The answers here are obvious of course, but I’ll still pose the questions:
Why is it that I have to tread so delicately with the expression of thought? Invariably, when I open my mouth with ideas, the conversation ceases, the exact opposite of my intention? The result is always either a hurried departure to the door, or a pseudo intellectual assertion of entirely non-relevant ideas or defensive posturing that attempts to assert that they too have ideas.
Wittgenstein says the true merit in ideas is in the question and not the answer. If so, then why do people shy away from my questions? Is it that a) the questions are non-sequitor and not understandable, b) intimidating, or c) not of interest. Where is the endurance of others to keep a thought alive? I am weary of having to tread so delicately, to elucidate maximum input from my peers. If life isn’t for exploring these questions in this wholly unique moment in time, then how can they bear to live? It is a dangerous statement, for it too easily opens my sense of existence to a masturbatory farce. But I’d rather error on the realm of depth, than to succumb to the wholly nonsensical state of meaningless existence, which others seem to find more easily defendable against than a view of life with depth. I must live my life in such a way that I envision another, future reader [hypergraphia loving, of course] as reading my thoughts inscribed, and thinking “Yes! That is it! [Cosmic importance in the trivia, laughs my humility]!” It continues to be an eternal maxim for me: I seek depth and will accept no substitute, and will not tolerate, at least for myself, giving up after the second, third, or hundredth asking of “Why?”
I can tolerate self-constraint when it comes to interaction with others, to the giving of advice, to the convergence of opinion. But to speak of ideas, pure, and otherwise wholly independent of entity – they are sacred and should not be couched or coaxed to the sensitivities of the consumer. They have their own existence and should not be held accountable to their owner. But alas, no, that is effectively not the case and I will continue to be the owner of the quick way to close the book on a conversation and quickly establish routes for hasty departures.
I seem to be running a 3200 meter race, in which my compatriots (well intentioned and much admired) are running 100 meters. Imagine my look of awareness as I cross that 100 meter line, continuing, alone.

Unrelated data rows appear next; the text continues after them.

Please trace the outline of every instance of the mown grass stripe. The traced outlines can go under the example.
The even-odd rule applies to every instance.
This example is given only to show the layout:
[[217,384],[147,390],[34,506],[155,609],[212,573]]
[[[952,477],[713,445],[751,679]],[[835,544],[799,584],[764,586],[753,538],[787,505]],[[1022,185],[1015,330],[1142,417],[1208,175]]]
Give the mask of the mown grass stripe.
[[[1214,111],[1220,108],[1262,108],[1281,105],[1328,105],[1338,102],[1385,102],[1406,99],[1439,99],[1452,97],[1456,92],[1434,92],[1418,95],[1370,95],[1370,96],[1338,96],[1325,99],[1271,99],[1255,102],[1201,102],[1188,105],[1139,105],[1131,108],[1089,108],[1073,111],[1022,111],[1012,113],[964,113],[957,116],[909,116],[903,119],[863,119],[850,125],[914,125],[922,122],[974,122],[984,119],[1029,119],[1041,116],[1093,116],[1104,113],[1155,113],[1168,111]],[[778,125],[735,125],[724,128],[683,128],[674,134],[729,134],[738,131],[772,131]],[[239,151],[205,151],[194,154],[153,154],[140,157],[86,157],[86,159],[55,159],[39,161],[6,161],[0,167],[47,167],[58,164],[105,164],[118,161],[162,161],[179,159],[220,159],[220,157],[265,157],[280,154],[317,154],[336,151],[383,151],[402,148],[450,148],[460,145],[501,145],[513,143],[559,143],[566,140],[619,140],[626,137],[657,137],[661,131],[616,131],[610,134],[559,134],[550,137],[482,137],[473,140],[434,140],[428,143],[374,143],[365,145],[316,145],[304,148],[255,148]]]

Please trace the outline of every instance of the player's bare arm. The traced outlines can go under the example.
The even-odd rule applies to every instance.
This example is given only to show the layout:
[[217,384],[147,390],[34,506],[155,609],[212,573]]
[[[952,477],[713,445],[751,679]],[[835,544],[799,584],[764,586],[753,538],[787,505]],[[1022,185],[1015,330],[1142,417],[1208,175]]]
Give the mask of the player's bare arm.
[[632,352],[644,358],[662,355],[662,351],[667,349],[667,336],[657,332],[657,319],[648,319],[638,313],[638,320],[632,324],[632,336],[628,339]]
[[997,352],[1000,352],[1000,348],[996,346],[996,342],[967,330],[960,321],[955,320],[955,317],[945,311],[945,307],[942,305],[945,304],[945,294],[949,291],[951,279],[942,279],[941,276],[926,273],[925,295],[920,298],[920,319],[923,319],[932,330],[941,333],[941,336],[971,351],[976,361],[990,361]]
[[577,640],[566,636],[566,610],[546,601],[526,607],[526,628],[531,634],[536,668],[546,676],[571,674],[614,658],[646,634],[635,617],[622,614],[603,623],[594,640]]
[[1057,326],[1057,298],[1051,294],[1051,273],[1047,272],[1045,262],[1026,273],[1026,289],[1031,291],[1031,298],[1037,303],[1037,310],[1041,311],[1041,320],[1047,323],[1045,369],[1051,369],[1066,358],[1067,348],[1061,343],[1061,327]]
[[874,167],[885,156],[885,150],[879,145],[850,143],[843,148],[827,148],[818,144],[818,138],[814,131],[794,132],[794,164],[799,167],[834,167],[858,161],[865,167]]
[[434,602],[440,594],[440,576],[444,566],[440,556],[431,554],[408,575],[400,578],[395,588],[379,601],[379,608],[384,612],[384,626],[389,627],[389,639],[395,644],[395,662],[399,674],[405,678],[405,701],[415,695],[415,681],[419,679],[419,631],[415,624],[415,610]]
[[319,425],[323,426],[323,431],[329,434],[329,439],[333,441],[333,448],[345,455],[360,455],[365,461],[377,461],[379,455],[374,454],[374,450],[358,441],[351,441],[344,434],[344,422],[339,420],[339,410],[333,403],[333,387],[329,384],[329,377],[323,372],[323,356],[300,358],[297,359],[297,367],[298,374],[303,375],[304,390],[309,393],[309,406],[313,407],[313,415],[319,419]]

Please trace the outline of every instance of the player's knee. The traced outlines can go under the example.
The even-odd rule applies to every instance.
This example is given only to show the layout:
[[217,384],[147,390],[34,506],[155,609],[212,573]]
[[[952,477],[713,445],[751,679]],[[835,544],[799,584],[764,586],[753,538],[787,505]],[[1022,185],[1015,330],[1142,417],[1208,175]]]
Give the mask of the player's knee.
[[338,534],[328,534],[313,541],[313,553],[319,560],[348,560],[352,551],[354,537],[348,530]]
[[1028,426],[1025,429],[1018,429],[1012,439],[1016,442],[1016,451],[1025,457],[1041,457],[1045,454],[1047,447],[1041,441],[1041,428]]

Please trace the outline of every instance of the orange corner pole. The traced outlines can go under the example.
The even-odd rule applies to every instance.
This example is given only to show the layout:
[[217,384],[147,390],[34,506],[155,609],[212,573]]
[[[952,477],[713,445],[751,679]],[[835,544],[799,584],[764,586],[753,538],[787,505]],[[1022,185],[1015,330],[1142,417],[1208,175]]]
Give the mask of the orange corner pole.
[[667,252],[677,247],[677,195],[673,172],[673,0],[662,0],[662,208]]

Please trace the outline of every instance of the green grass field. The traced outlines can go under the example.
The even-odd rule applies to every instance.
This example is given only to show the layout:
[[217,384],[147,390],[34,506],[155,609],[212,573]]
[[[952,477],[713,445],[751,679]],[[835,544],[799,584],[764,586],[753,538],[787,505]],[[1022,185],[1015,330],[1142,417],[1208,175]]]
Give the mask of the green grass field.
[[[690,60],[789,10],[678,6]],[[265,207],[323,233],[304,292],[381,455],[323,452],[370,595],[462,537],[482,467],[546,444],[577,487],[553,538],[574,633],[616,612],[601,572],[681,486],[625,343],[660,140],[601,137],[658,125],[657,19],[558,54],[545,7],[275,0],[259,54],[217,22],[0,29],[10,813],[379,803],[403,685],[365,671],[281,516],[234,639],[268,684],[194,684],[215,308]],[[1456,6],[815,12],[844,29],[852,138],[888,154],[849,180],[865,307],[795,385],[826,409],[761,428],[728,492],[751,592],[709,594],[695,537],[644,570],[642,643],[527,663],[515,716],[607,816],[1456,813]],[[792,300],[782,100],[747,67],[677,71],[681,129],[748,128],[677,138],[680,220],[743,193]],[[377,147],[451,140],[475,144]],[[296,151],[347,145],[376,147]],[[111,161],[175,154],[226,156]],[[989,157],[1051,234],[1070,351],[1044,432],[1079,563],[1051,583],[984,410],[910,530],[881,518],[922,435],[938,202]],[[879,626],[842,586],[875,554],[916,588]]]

I could care less about a propriety or self-representation. I seek depth and am indiscriminate as to whether it stems from the interaction of two unknown lovers passing on the street or from a stimulating conversation with friends, or from the clarity of a child’s open tongue, or from the depth of my lover’s pupils. I seek depth and will accept no pseudo-intellectual substitute, no insecurity-formed excuse, or no hurried avoidance. And close behind depth, I need intent, I need synthesis and semantics. As always, leave the insecurity and catharticism at the door.
Indeed, all this to say that I am weary of self-censure.